Two hours of google + one hour of coding + four hours of debugging = AC P.E.
That was my magic formula.
To the problemsetter:
Very nice problem! Can't imagine that anyone can succeed in a real programming contest (without access to relevant literature).
Please check the judges output, since everybody got Presentation Error upto now, and I know my output is well formatted.
The only way I could see to solve this in a real contest would be to run a search for all the magic squares (eliminating translations/reflections) for an hour or so, put them into a table, and look them up for each example. This still isn't fast enough because of the 15,000 cases, though, so you'd need more optimizations (I used bitmasks and precomputed translations).
It's theoretically possible to do in-contest, anyway.
Rujia Liu has posted something in his site (chinese)... which unfortunately isnt there anymore... but i remember it saying something about solving a system of linear equations and a link to a pdf file (english) about these kinds of perfect magic squares i think it was called
That solution is obvious, because for each line we have:
a + b + c + d + e = k
for some k, and basically, you're just solving tons of those such that it's integer values (from 1-25).. but I'm not that strong in linear alegbra, so I don't know..
but it boils down to a 26 column, 12 row matrix that we can solve..
Actually it's 20 rows and 26 columns, but whichever way you do it, it's a lot of work (both coding and execution time) and you have to be a darn good programmer to get it all right under real contest conditions.
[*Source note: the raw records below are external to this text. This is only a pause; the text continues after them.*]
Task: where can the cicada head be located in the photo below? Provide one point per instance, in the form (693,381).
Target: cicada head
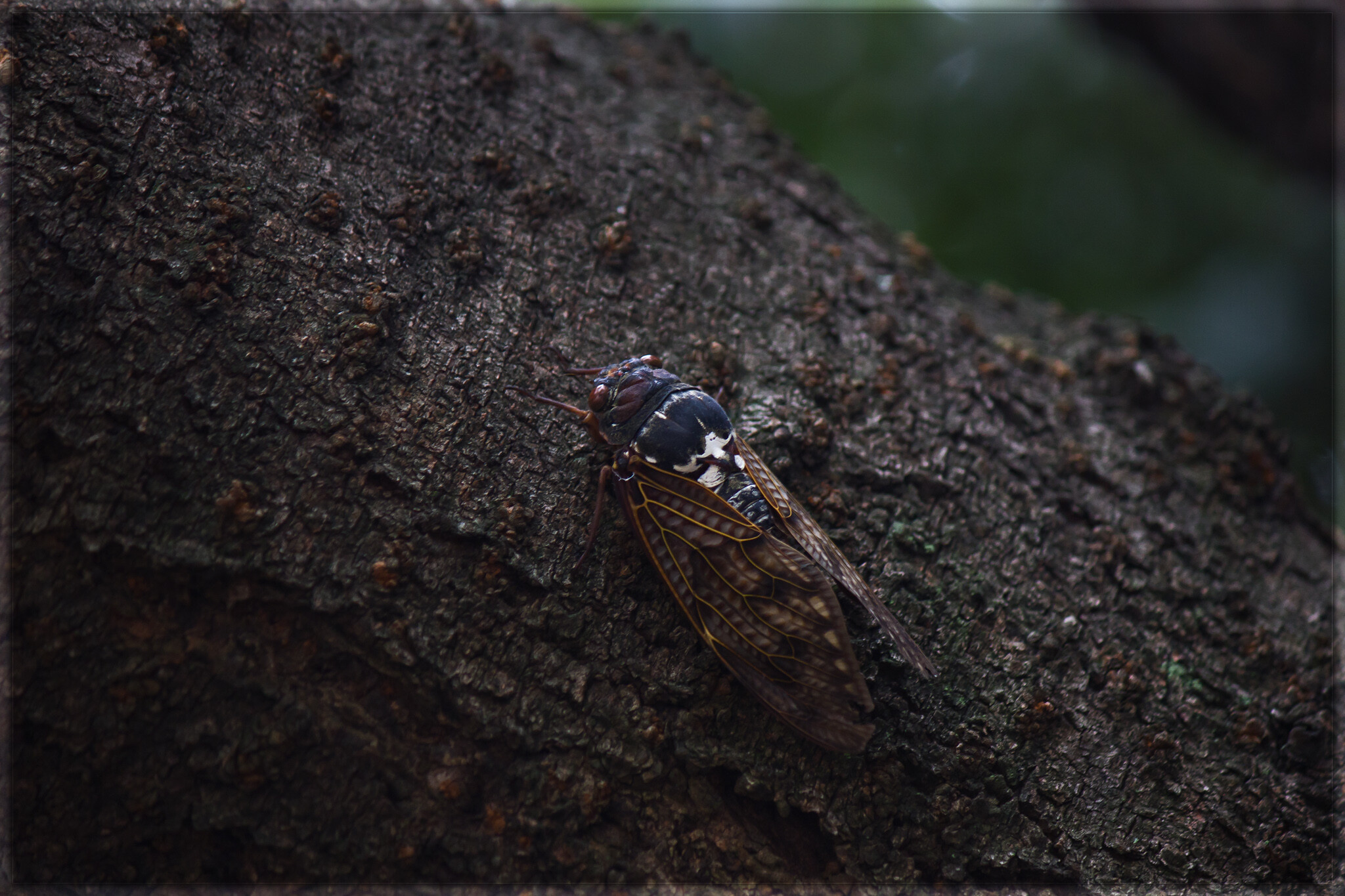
(626,394)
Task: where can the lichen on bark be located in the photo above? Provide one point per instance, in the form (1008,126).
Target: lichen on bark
(294,575)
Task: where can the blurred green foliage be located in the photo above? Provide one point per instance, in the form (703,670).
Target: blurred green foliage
(1025,150)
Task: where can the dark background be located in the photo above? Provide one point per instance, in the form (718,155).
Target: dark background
(1169,167)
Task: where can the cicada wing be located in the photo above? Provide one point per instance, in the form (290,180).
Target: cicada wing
(763,608)
(816,543)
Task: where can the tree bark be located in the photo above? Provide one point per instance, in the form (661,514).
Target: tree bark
(294,587)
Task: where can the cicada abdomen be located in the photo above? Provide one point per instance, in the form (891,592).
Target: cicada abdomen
(749,567)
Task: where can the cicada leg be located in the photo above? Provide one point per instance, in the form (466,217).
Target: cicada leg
(598,515)
(586,418)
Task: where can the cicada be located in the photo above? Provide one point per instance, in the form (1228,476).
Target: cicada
(753,572)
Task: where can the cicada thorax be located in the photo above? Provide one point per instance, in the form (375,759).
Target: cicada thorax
(676,427)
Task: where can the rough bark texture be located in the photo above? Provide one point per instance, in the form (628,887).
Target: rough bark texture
(294,589)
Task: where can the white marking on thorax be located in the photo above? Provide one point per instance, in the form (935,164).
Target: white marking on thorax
(713,448)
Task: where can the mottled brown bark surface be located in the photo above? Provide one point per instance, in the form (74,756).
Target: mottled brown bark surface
(294,589)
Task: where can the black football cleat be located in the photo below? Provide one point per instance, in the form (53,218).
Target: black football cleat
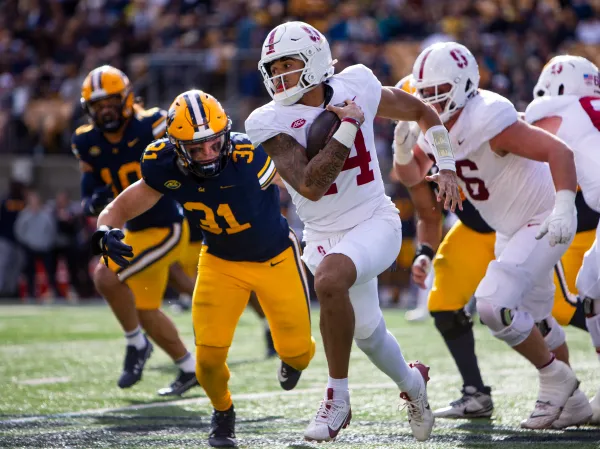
(222,429)
(135,359)
(270,345)
(182,383)
(288,376)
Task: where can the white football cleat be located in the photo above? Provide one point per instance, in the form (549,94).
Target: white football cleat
(420,416)
(333,415)
(577,411)
(472,404)
(557,384)
(595,404)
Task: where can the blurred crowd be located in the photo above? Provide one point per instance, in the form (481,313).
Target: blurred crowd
(36,238)
(48,46)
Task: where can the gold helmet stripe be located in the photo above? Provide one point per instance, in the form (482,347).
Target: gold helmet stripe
(196,108)
(97,79)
I doubt SnapDragons hour or so is enough, but I haven't tried. And once you've generated the perfect magic squares, the real challenge only starts...
There is of course the 'magic carpet method' that generates them almost instantly, but no one can invent that by himself in a few hours (unless you're Srinivasa Ramanujan).
Anyway, it's a great problem and I had a great time researching it.
Oh, ya, that's not what I meant, there's no doubt that if I finished the other 8 or whatever problems, and I have 3 hours left, I don't think I would start on it, because I really don't think I can do it..
of course, it is Snappy, so surely it's possible for *him*.. for the rest of mortals.. well.. I wouldn't even try.. =)
(PS: Ya, even though I read the problem, when I post the message, I forgot about the non-main diagonals anyhow.. ah well.. hence 12.. )
Hehe. I should have explained that that's how I actually did solve the problem. My not-really-optimized search took an hour (though I did remove translations and reflections by fixing a 1 in the upper-left corner, and applying two A > B restrictions to the 4 numbers adjacent to the 1). You need to pick a search order that completes as many rows as early as possible, of course.
But I think that's a little much to expect someone to do in-contest!
Not to mention that I still, um, screwed up my first search. One of my diagonal checks was wrong.